Animals That Are “Immortal"

       Before the biomolecular revolution, scientists were forced to speculate about human aging from indirect clues. Perhaps the simplest clues to aging came from the animal kingdom and evolutionary biology.

      All mammals eventually reach a fixed body size as they age; however, certain animals which do not have a fixed body size (such as some lobsters, flounders, sturgeons, sharks, and alligators) simply increase in body size with time but show no noticeable sign of aging. These animals are “immortal” in the sense that their aging process is so slow that it is either nonexistent or too slow to be measured reliably in the laboratory. Many textbooks incorrectly state that these animals have a finite life span like other animals. These texts confuse “life expectancy” with “life span.” Life expectancy refers to the average age an organism lives until it dies of disease, predators, or starvation, whereas life span refers to the maximum age an organism can live if these external causes of death are removed. This is the reason why we do not see 500-year-old alligators the size of houses prowling about—because they have succumbed to the perils of living in the wild.

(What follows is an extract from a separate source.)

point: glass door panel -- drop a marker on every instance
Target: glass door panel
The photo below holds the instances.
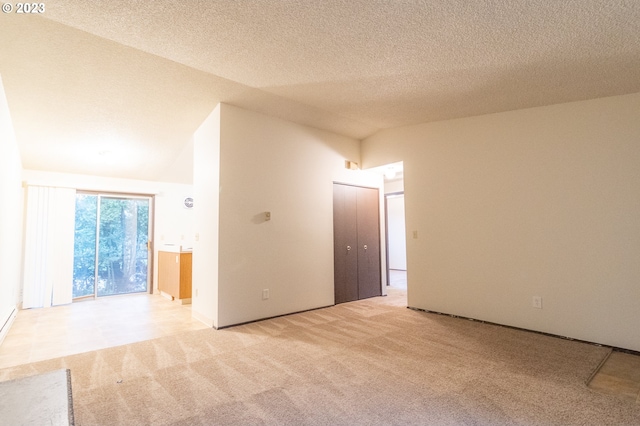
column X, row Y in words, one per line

      However, when these animals are kept in zoos, “they are largely immune from these external factors and simply grow indefinitely, with almost no diminution of their physical functions after reaching sexual maturity. The classic example of this is the flounder. The male flounder reaches a fixed size and ages normally. However, the female flounder grows indefinitely and shows no signs of aging or loss of function with time.

      The existence of animals with no fixed life span seems to indicate that “age genes” do exist. Apparently, the cells of these animals never lose their vigor or their ability to reproduce.

From a strictly evolutionary point of view, however, aging may serve a purpose. Nature has little use for an aging animal well past his or her vital, childbearing age; such an animal is a drain on the rest of the herd or pack. Perhaps nature planned for organisms to gracefully age and die, leaving precious resources for the next generation to perpetuate the species.

        Generalizing from lower animals to humans is always dangerous, but aging in humans also seems to obey an evolutionary path. Paleontologists, analyzing the remains of our ancestor Australopithecus, are now convinced that our lineage separated from other primates about 5 million years ago. Within that 5-million-year period, our life span has more than doubled compared with our primate cousins. In evolutionary terms, in almost a blink of an eye our brain size, body weight, and life span ballooned, which is extraordinary for any species in the animal kingdom. The relative brevity of this remarkable expansion indicates, but does not prove, that our life span is basically controlled by a handful of age genes. Since we share 98.4 percent of our genes with the chimpanzees, by systematically focusing on the genes that separate us from our primate cousins, perhaps we can locate the age genes among them.